NDIS audit evidence · 4 audit-trail fields

How to pass your NDIS audit with SignBolt

SignBolt helps NDIS providers pass document checks by producing signed evidence that shows who signed, when they signed, where they signed from, and which method was used for each participant consent, policy acknowledgement, and service agreement.

NDIS audit evidence = signed PDF + audit trail + retention log

Outcome 1.5 evidence SignBolt helps preserve

NDIS Practice Standards Outcome 1.5 focuses on preventing violence, abuse, neglect, exploitation and discrimination. Your auditor needs documentary proof that controls were communicated, acknowledged and retained for each relevant participant or worker file.

Numeric claim: Outcome 1.5 is the cited NDIS Practice Standards control for this page.

Evidence requirement mapping

Auditors usually test 4 evidence points for signed records: identity, time, origin and method. SignBolt stores those points around the signing request and activity trail so the file can be reviewed without reconstructing events manually.

Requirement	SignBolt evidence	Auditor use
Who signed	Signer name, email and signer_id are recorded against the request.	Matches participant, nominee, worker or authorised representative evidence.
When they signed	created_at and completion events are stored in the audit trail.	Shows consent, acknowledgement or agreement existed before service delivery.
Where they signed from	Request metadata can retain location, IP and device context where captured.	Supports identity, access and document-control review.
What method was used	Email invitation, signing-request status and field-completion events are logged.	Shows the signature method used for the record under review.

Documents the NDIS Commission auditor will ask for

Prepare 7 document categories before the audit sample is selected. The goal is to prove that the right person received, reviewed and signed the current version of each document.

Participant service agreements
Consent and information-sharing forms
Worker policy acknowledgements
Incident follow-up documents
Restrictive-practice authorisation records
Complaints and feedback correspondence
Audit log exports for sampled files

How SignBolt produces the evidence

Use 4 output types for the audit pack: the signed PDF, the audit trail, the APP-12 subject access bundle and any APP-13 correction annotation.

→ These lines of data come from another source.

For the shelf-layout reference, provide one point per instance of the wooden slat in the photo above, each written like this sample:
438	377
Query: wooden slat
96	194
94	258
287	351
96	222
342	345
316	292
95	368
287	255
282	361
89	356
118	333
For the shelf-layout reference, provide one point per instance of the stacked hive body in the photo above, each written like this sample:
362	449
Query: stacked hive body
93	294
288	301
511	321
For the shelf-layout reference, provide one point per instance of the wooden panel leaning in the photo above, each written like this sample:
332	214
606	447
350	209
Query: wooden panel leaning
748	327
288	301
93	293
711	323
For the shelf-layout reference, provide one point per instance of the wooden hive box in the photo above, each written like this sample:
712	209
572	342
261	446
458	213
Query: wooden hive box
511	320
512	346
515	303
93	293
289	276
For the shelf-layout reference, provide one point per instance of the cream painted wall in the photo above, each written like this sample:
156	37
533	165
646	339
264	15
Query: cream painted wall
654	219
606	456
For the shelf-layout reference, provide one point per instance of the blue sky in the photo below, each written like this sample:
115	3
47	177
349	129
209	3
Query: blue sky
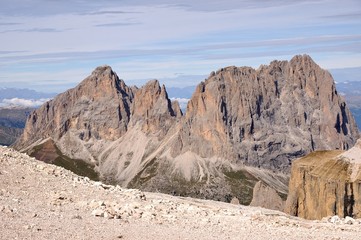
51	45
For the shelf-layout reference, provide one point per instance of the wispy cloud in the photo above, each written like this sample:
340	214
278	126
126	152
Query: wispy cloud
9	23
20	102
117	24
156	39
110	12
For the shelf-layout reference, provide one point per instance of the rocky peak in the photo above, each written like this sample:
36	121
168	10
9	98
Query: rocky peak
98	108
326	183
153	109
267	117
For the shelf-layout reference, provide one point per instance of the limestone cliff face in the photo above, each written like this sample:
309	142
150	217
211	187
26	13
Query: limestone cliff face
153	108
266	117
240	123
326	183
98	108
85	119
266	197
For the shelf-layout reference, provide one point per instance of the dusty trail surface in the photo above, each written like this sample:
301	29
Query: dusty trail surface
41	201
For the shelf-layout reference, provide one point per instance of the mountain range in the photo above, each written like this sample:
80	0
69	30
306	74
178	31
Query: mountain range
241	126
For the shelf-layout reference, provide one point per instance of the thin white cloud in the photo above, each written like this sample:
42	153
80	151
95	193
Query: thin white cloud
19	102
155	39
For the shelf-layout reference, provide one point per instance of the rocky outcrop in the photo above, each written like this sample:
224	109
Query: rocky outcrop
326	183
88	117
266	197
266	117
239	122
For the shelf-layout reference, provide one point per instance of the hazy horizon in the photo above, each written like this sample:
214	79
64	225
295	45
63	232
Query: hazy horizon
51	46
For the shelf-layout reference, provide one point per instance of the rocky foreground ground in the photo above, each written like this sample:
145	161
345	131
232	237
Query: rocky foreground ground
41	201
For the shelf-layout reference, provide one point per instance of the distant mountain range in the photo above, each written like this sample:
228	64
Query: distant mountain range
242	125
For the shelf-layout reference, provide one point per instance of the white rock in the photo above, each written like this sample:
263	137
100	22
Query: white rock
335	219
98	212
349	220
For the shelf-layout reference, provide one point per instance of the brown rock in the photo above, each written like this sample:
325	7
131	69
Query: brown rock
326	183
137	137
266	197
266	117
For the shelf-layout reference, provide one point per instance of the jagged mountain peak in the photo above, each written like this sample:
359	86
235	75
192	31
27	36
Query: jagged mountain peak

Document	How SignBolt produces it
Signed PDF	Download the completed signing request from the participant or staff file.
Audit trail	Use activity_log entries to show each signing and field-completion event.
Subject access bundle	Use /api/me/export when a participant requests their personal data under APP-12.
Correction annotation	Use /api/me/correction-request to record APP-13 corrections without rewriting signed evidence.

Restrictive-practice records need tighter proof

For the 5 regulated restrictive practices, keep the authorisation, participant communication, staff acknowledgement and review evidence together. SignBolt gives each signed record a traceable request and signer history instead of an unsigned folder copy.

Seclusion

Chemical

Mechanical

Physical

Environmental

Retention, access and correction

Keep signed audit evidence for 7 years where your NDIS recordkeeping policy requires it, and use append-only correction records when a person challenges inaccurate personal information. APP-12 gives the person access; APP-13 records correction without rewriting signed evidence.

CTA: Run the next consent, service agreement or policy acknowledgement through SignBolt before the audit sample lands.

Sign a document

NDIS audit FAQ

These 5 answers match the literal questions NDIS providers ask before compiling their audit evidence pack.

How to pass your NDIS audit with SignBolt?

Use SignBolt to keep signed service agreements, consent forms and policy acknowledgements with an audit trail showing who signed, when they signed, where they signed from and the signing method used.

What does NDIS Practice Standards Outcome 1.5 require?

Outcome 1.5 expects providers to demonstrate controls that protect participants from violence, abuse, neglect, exploitation and discrimination, supported by policies, incident handling, staff acknowledgement and reliable records.

What documents will an NDIS auditor ask for?

An auditor commonly samples service agreements, consents, incident follow-up records, complaints records, restrictive-practice authorisations, staff acknowledgements and evidence that records are controlled.

Does SignBolt change immutable audit logs?

No. Correction requests are appended as superseded annotations so the original signed-document evidence remains intact.

Can a participant request their data from SignBolt?

Yes. The APP-12 export route returns the requesting user's profile, signing requests, recipient signing records and activity log entries as a JSON download.